NATO unity is indeed an achievement. But the war always fails. This was built, in stages, for years. Putin announced his intentions almost. Forums and proposals that could have prevented conflict were clear. However, Russian tanks thrust into what may be the deadliest and most unilateral attack in modern European history.
Zelensky, a feisty and eccentric man who often seems more suited to his former role as a television comedian than as Churchill’s warlord, Ask a question that should haunt the Munich delegates: “How did we get to this point in the twenty-first century where war is going on and people are dying in Europe? … To me, this answer is clear: the security architecture of our world is fragile, and outdated. The rules the world agreed upon decades ago no longer work. “.
One of the few checks that could make a difference to Putin came from Wang Yi, the foreign minister of China, Russia’s only major ally these days. And he warned in a video speech that “the sovereignty, independence and territorial integrity of any country must be respected and preserved.” And that “Ukraine is no exception.” Putin is willing to violate the norms of the West, but perhaps not China.
How will this war unfold, if Russia continues to “dismantle” its massive fighting force, in the sensational phrase used by Defense Secretary Lloyd Austin? The tip came from a Saturday night simulation organized by Dmitriy Alperovich, the Russian-born founder of computer security firm CrowdStrike. In his scenario, Kiev surrendered after five days of Russian missile and artillery bombardment and a three-pronged ground offensive. After that, Russia set up a puppet government, held rigged elections, and immediately withdrew most of its forces.
Alperovitch asked me to play the American role, and I worked within the limits set by President Biden. The United States will support the Ukrainian resistance and impose heavy costs on Russia, but it will stay out of the war unless Putin is stupid enough to attack NATO territory. Alperovitch predicted that this outcome would be another “frozen conflict” of the kind that Putin has already scattered across the former Soviet empire.

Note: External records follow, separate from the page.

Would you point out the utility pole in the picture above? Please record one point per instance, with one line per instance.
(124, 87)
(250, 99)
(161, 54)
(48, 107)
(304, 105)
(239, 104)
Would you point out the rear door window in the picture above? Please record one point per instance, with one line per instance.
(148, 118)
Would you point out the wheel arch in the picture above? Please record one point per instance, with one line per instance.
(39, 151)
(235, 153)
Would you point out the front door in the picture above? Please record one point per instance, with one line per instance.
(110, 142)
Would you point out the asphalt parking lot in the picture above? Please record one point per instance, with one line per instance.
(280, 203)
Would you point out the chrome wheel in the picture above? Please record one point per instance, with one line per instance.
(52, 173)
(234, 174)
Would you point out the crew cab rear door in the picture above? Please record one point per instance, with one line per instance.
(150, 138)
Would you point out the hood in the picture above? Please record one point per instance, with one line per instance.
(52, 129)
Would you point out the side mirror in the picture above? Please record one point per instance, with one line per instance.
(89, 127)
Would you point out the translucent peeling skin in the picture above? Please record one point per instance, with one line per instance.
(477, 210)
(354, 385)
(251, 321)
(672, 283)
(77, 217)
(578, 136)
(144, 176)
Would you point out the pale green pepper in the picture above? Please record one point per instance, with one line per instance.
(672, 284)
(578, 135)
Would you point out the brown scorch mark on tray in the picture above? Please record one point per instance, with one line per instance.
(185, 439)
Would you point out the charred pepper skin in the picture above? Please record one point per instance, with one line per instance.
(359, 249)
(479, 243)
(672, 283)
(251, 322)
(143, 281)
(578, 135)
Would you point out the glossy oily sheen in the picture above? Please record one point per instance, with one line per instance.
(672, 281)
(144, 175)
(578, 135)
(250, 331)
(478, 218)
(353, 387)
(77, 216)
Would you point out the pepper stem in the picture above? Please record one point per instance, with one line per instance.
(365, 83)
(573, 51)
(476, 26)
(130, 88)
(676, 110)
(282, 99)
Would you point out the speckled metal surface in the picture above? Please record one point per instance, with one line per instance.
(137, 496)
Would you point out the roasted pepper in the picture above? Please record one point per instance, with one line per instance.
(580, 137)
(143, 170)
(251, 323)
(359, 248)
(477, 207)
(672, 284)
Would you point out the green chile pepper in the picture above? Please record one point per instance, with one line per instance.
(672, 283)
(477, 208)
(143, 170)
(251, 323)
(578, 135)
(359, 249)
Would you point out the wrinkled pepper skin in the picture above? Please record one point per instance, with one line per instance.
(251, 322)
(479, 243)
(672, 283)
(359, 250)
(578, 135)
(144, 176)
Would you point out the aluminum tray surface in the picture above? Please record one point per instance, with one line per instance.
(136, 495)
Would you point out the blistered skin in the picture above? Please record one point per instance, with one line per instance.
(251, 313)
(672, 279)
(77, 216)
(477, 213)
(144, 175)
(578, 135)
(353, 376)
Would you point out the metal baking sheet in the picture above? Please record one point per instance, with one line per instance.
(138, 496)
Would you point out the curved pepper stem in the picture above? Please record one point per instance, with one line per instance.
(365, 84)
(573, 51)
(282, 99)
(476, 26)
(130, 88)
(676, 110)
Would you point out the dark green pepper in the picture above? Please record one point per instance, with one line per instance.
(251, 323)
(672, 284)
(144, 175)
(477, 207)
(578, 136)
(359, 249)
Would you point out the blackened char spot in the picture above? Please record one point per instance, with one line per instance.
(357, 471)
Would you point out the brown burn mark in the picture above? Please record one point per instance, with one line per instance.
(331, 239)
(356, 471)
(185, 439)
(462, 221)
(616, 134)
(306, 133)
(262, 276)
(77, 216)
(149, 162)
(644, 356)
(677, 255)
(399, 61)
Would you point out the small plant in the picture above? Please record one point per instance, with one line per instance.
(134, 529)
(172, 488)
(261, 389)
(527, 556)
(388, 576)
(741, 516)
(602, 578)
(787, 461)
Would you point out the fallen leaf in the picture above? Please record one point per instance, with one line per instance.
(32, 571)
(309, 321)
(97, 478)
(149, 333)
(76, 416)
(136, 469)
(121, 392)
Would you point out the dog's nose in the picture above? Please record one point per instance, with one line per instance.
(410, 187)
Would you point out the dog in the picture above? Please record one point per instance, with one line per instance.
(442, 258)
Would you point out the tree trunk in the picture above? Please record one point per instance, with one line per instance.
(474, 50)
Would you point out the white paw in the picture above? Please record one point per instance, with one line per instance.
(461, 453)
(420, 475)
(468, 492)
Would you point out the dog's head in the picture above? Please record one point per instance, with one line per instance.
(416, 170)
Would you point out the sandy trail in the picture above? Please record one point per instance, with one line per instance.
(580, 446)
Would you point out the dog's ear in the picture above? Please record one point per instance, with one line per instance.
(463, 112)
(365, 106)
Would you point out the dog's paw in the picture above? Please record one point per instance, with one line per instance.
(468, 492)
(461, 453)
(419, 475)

America’s ability to defeat Putin’s strategy of almost completely neutralizing Ukraine depends on the willingness of the Ukrainians to wage a long, bloody insurgency against Russian invaders, backed by the United States and its European allies.
At the conference, there was a wonderful sense of solidarity for the long struggle that might be coming. “I don’t think Putin was ready for unity within the European Union,” a Swedish official said. “We have rediscovered habits of cooperation,” said a senior US official. “We are ready to defend our land and our people,” vowed Vitali Klitschko, mayor of Kiev. For once, Germans, Poles, French and Americans seemed to sing from the same NATO songbook.
Putin makes the perfect villain in this war. He is brutal, arrogant, and contemptuous of the rules of order that America and its allies celebrate. Tell us what he’s going to do, and he does it. He is moving to take Ukraine hostage this week, which will leave three options unpalatable. Either the West negotiates with the hostage-taker, that is abhorrent. The West frees the hostage by force. Or we wait until the hostage-taker becomes poor and tired and stops fighting. That last outcome, which would be the best for the West, might also be the most likely — if the United States and its allies could be patient.
However, there will be no good choices in the coming weeks and months, only the consequences of bad ones that have allowed Russia and the West to talk to each other, avoiding difficult questions, for more than a decade.